Bei einer Sitzung zur Situation in der holzverarbeitenden Industrie droht Präsident Lukaschenka den Regierungsmitgliedern mit Strafverfolgung, weil die Fristen für die Inbetriebnahme modernisierter Produktionsanlagen im Betrieb »Wizebskdreu« nicht eingehalten wurden.

01.02.2014

Die Renten werden durchschnittlich um 5,2 % angehoben.

03.–05.02.2014 Eine Delegation unter Leitung des stellvertretenden Premierministers Michail Rusy und des stellvertretenden Außenministers Waljanzin Rybakau besucht Israel, um an der vierten Sitzung des Belarussisch-Israelischen Ausschusses für Handel und wirtschaftliche Zusammenarbeit teilzunehmen. Es finden außerdem Gespräche mit Außenminister Avigdor Liberman, Finanzminister Yair Lapid, Wirtschaftsminister Naftali Bennett sowie mit der Immigrationsministerin Sofa Landver statt. 04.02.2014

Vizepremier Uladsimir Sjamaschka und der Gouverneur des russischen Gebiets Amur Oleg Koshemjako unterzeichnen in Minsk ein Kooperationsprogramm für 2014–2018. Der Gouverneur war am Vortag bereits von Präsident Lukaschenka empfangen worden.

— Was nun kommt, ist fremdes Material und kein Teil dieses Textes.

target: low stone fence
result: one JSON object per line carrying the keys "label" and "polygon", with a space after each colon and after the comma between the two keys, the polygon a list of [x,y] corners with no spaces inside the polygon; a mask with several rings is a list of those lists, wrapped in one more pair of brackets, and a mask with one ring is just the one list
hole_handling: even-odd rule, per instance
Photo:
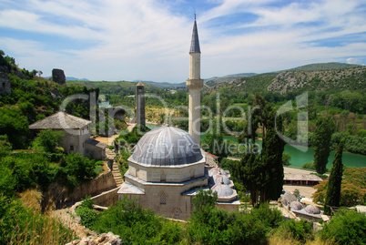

04.–10.02.2014 Das Oberhaupt der Römisch-Katholischen Kirche in Belarus Tadeusz Kondrusiewicz besucht Großbritannien. 07.02.2014

Die belarussische Nationalversammlung verabschiedet eine Erklärung zur politischen Situation in der Ukraine, in der sie ihre Besorgnis über die instabile Situation und die gewaltsamen Konflikte mit Todesfolgen zum Ausdruck bringt. Sie ruft dazu auf, die Krise durch innerukrainischen Dialog ohne äußere Einmischung zu lösen. Konkret kritisiert sie eine Resolution des Europäischen Parlaments vom 6. Februar, in der der ukrainischen Führung mit Sanktionen gedroht wird.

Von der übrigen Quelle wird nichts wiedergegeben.